Когда глаза несколько привыкли к темноте, Джонсон увидел стоявший среди зала гигантский телескоп, напоминавший дальнобойную пушку, направившую свое жерло в одно из отверстий в куполе. Труба была укреплена на массивной подставке, вдоль которой шла лестница в пятьдесят ступеней. Лестницы вели и к площадке для наблюдения, на высоте трех метров. С этой площадки, сверху, слышался чей-то голос.

— … Отклонение от формы растянутого эллипса и приближение к форме параболы происходит в зависимости от особенного действия масс отдельных планет, которому кометы и астероиды подвергаются при своем движении по направлению к солнцу. Наибольшее влияние в этом отношении как раз оказывает Юпитер, сила притяжения которого составляет почти тысячную долю притяжения солнца…

Когда Джонсон услышал этот голос, четко раздавшийся в пустоте зала, когда он услышал эти непонятные слова, на него напала робость. Зачем он пришел сюда? Что скажет профессору Лесли? Разве эти параболы и эллипсы не так же непонятны ему, как и новые слова новых людей? Но отступать было поздно, и он кашлянул.

— Кто там?

— Можно видеть профессора Лесли?

Чьи-то шаги быстро простучали по железным ступеням лестницы.

— Я — профессор Лесли. Чем могу служить?

— А я Бенджэмин Джонсон, который… который лежал с вами в Гренландии, погруженный в анабиоз… Мне хотелось поговорить с вами…

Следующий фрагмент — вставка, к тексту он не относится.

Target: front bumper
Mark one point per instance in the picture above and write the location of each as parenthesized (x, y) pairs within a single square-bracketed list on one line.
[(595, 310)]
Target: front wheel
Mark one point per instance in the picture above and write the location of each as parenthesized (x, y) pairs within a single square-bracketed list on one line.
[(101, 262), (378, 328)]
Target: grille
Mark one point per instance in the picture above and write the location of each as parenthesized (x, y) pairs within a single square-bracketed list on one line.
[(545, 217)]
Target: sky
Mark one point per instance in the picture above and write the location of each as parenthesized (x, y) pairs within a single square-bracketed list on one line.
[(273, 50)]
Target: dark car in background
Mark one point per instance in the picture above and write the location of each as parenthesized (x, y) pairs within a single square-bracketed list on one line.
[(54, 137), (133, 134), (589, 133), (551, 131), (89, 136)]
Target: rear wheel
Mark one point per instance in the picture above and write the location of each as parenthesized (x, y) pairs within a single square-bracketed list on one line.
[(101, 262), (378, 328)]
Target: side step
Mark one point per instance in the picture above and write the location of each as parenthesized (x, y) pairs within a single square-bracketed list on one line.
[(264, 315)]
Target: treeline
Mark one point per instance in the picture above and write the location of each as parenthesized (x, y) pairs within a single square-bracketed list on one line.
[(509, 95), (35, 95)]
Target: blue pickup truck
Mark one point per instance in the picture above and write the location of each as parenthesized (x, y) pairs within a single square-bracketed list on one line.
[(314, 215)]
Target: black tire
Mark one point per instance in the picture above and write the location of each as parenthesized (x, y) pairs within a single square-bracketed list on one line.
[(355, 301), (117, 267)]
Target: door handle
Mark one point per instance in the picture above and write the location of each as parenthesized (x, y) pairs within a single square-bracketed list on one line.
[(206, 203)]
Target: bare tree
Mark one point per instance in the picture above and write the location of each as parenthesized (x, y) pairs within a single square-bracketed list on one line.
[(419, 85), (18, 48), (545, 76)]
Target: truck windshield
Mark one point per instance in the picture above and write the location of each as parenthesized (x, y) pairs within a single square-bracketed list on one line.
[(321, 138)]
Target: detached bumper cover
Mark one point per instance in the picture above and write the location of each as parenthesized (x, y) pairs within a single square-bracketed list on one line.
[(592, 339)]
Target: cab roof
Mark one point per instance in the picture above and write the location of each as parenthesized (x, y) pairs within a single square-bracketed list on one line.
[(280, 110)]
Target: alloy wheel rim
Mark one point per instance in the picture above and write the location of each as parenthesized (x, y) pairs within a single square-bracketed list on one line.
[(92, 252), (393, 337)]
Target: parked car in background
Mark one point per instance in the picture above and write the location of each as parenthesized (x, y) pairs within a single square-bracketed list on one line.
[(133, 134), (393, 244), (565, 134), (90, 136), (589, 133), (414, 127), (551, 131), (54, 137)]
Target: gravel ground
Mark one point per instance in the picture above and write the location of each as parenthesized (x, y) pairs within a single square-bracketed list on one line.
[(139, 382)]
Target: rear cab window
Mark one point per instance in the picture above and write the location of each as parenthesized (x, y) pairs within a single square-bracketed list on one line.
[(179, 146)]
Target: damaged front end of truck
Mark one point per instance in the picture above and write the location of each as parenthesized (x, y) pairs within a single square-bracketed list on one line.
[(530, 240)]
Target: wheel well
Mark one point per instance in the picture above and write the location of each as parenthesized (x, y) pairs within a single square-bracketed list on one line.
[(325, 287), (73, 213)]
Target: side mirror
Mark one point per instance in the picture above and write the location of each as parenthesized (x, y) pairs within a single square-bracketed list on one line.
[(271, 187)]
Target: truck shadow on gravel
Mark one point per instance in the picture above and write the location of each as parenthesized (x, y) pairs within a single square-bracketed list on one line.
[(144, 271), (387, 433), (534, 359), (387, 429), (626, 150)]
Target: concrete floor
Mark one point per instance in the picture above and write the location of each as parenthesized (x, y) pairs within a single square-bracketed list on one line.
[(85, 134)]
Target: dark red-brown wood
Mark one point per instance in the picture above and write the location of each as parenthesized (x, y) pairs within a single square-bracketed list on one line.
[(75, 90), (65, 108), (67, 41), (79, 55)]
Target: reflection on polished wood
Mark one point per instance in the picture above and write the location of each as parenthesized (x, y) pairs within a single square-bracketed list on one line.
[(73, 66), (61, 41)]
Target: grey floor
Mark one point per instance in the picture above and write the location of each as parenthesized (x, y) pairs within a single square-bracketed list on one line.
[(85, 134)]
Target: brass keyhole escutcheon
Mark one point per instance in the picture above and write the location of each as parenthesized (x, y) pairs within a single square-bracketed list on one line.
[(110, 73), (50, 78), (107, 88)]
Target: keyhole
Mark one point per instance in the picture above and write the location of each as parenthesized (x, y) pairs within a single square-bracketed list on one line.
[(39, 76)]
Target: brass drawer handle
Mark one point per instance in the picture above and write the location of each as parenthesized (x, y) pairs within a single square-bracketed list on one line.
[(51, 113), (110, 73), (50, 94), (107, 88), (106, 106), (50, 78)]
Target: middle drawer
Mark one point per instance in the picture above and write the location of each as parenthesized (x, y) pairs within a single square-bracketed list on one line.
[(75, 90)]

И Джонсон путанно стал об'яснять цель своего прихода. Он говорил о своем одиночестве, о своей потерянности в этом новом, непонятном для него мире, даже о том, что он хотел умереть…

Наверно, эти, новые, не поняли бы его. Но профессор Лесли понял тем легче, что многие переживания Джонсона испытал он сам.

— Не печальтесь, Джонсон, не вы один страдаете от этого разрыва времени. Нечто подобное испытал и я, так же, как и мой друг Мерэ, — позвольте его представить вам!

Джонсон пожал руку спустившемуся Мерэ, по старой привычке, давно оставленной «новыми» людьми, которые восстановили красивый и гигиенический обычай древних римлян поднимать, в знак приветствия, руку.

— Вы что же, тоже из рабочих? — спросил Джонсон Мерэ, хотя тот очень мало походил на рабочего.

— Нет! Я поэт.

— Зачем же вы замораживали себя?

— Из любопытства… а, пожалуй, и из нужды…

— И вы пролежали столько же времени, как и я?

— Нет, несколько меньше… Я пролежал сперва всего два месяца, был «воскрешен», а потом опять решил погрузиться в анабиоз. Я хотел… как можно дольше сохранить молодость! — и Мерэ засмеялся.

Несмотря на разность по развитию и по прежнему положению, этих трех людей сближала общая, странная судьба и эпоха, в которую они жили. К удивлению Джонсона, беседа приняла оживленный характер. Каждый многое мог рассказать другим.